Schoolchildren readily talk to Kids on the Block puppets about their fears of the war


Melody wants to go out and play, but her friend Brenda won't hear of it.

"How can you think about fun in a time like this?" Brenda demands angrily. "My sister's in Saudi Arabia, she's in the war, for heaven sakes. War is a terrible thing and this is a terrible time."

"My dad is in the war, too," Melody reminds Brenda, and the two pause for a moment to consider their unhappy circumstances.

A roomful of children pauses with them, some wondering what it would be like to have a father or sister in the war, others knowing. These children, students at Thunder Hill Elementary School in Columbia, connect with the troubles of Melody and Brenda -- even though Melody and Brenda are not flesh and blood but cloth and stuffing, puppets designed to teach a lesson.

Melody and Brenda are two members of the Kids on the Block, a troupe that began in 1977 when Barbara Aiello, then a Washington special education teacher, was seeking a way to explain physical handicaps to children. There are now 43 different characters, and the Columbia-based company -- which recently filed suit against the pop group New Kids on the Block, claiming trademark infringement on the name -- sends puppets and scripts to groups around the world to put on their own shows. Subjects range from cerebral palsy and blindness to AIDS and child abuse.

A play concerning the anxieties of children about the gulf war was a natural addition to the Kids' repertoire, Ms. Aiello said yesterday after the premiere performance at Thunder Hill. "We look for subjects that are important, that are difficult to talk about, that are timely and necessary to address," she explained. "We try to create an environment where the kids can relax enough to share their feelings."

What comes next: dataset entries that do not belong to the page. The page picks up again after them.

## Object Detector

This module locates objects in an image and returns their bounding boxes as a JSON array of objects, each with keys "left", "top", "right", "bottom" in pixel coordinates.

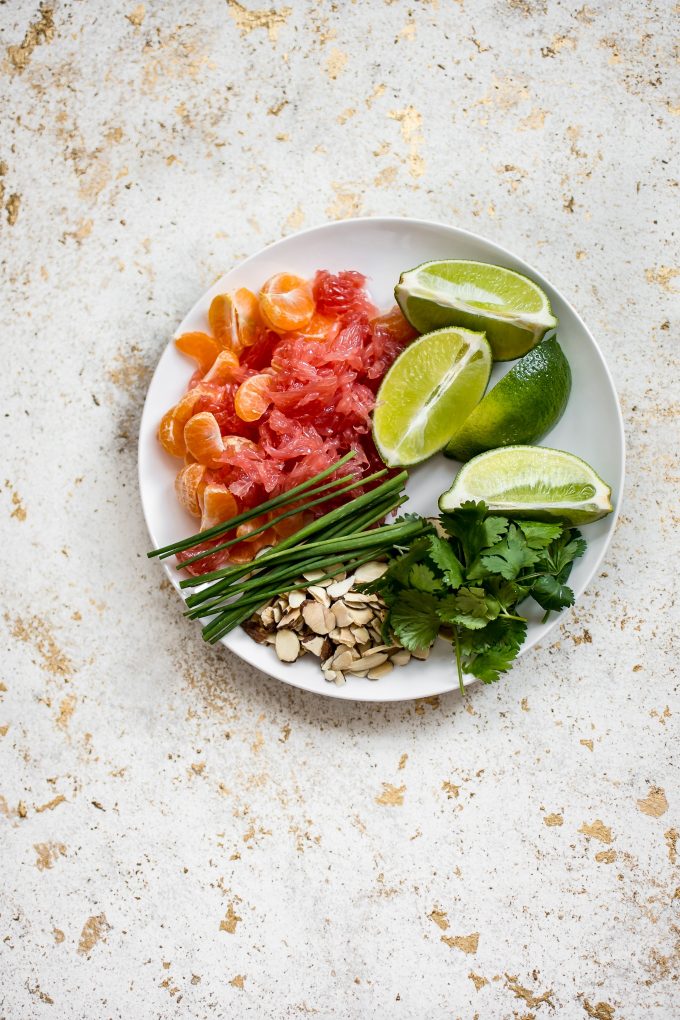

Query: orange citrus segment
[
  {"left": 233, "top": 372, "right": 271, "bottom": 421},
  {"left": 174, "top": 464, "right": 206, "bottom": 517},
  {"left": 208, "top": 287, "right": 262, "bottom": 354},
  {"left": 174, "top": 333, "right": 219, "bottom": 372},
  {"left": 260, "top": 272, "right": 314, "bottom": 333},
  {"left": 185, "top": 411, "right": 224, "bottom": 464},
  {"left": 203, "top": 351, "right": 239, "bottom": 386},
  {"left": 201, "top": 485, "right": 239, "bottom": 531}
]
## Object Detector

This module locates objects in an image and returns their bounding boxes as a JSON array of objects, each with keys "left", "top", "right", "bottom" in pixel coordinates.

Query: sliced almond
[
  {"left": 326, "top": 574, "right": 354, "bottom": 599},
  {"left": 302, "top": 634, "right": 331, "bottom": 659},
  {"left": 307, "top": 584, "right": 330, "bottom": 608},
  {"left": 366, "top": 660, "right": 395, "bottom": 680},
  {"left": 275, "top": 627, "right": 300, "bottom": 662},
  {"left": 333, "top": 602, "right": 352, "bottom": 627},
  {"left": 302, "top": 602, "right": 335, "bottom": 634},
  {"left": 355, "top": 560, "right": 387, "bottom": 584},
  {"left": 350, "top": 609, "right": 373, "bottom": 627},
  {"left": 352, "top": 652, "right": 387, "bottom": 673}
]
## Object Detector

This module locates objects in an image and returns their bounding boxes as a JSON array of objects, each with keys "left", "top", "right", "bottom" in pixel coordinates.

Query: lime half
[
  {"left": 395, "top": 259, "right": 558, "bottom": 361},
  {"left": 373, "top": 329, "right": 491, "bottom": 467},
  {"left": 439, "top": 446, "right": 613, "bottom": 524},
  {"left": 444, "top": 337, "right": 571, "bottom": 460}
]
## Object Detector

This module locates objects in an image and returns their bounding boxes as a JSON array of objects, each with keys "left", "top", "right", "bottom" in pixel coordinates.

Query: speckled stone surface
[{"left": 0, "top": 0, "right": 680, "bottom": 1020}]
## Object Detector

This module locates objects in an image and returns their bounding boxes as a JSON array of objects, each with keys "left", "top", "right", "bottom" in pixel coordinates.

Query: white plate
[{"left": 139, "top": 217, "right": 624, "bottom": 702}]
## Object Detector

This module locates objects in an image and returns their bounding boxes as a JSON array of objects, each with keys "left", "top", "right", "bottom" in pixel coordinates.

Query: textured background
[{"left": 0, "top": 0, "right": 680, "bottom": 1020}]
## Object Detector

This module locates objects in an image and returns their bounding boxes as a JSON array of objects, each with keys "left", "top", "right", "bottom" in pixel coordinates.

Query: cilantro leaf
[
  {"left": 389, "top": 589, "right": 439, "bottom": 652},
  {"left": 481, "top": 524, "right": 538, "bottom": 580},
  {"left": 429, "top": 534, "right": 463, "bottom": 589},
  {"left": 409, "top": 563, "right": 443, "bottom": 592},
  {"left": 438, "top": 588, "right": 501, "bottom": 630},
  {"left": 531, "top": 574, "right": 574, "bottom": 609},
  {"left": 464, "top": 648, "right": 517, "bottom": 683},
  {"left": 517, "top": 520, "right": 562, "bottom": 549}
]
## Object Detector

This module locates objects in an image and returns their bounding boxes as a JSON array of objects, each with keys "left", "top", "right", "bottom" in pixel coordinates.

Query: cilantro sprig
[{"left": 364, "top": 502, "right": 585, "bottom": 691}]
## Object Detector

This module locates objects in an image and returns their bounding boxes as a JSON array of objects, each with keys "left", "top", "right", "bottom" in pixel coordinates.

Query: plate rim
[{"left": 137, "top": 216, "right": 626, "bottom": 704}]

There are 11 children at Thunder Hill with close relatives in the gulf, and they served as part of a consulting team for Ms. Aiello and her associates in writing the script. In putting together a program, Ms. Aiello has discovered, "the most important thing is that I keep my mouth shut and listen to what children have to say. They've never steered me wrong."

One of the primary messages of yesterday's play was summed up in a comment from Melody to Brenda: "It's real important to talk about your feelings, because if you don't, the fear inside will just get worse and worse because it can't come out."

In her years of putting on the shows -- in which the almost life-sized puppets are operated by black-clad puppeteers on stage -- Ms. Aiello has discovered, "puppetry is a powerful educational tool."

That was certainly apparent yesterday as Melody took questions from the audience and the children obviously related to this puppet with no thought of the human (Ms. Aiello) speaking for her. "Where is your dad?" one child wanted to know. (Melody couldn't be specific: "All I know's my daddy is where the war is," she answered.)

Other questions: "Do you know when your dad's coming back?" "Do you dream about the war?" "Do you know what kinds of weapons your dad uses?" "Do you know if your dad died?"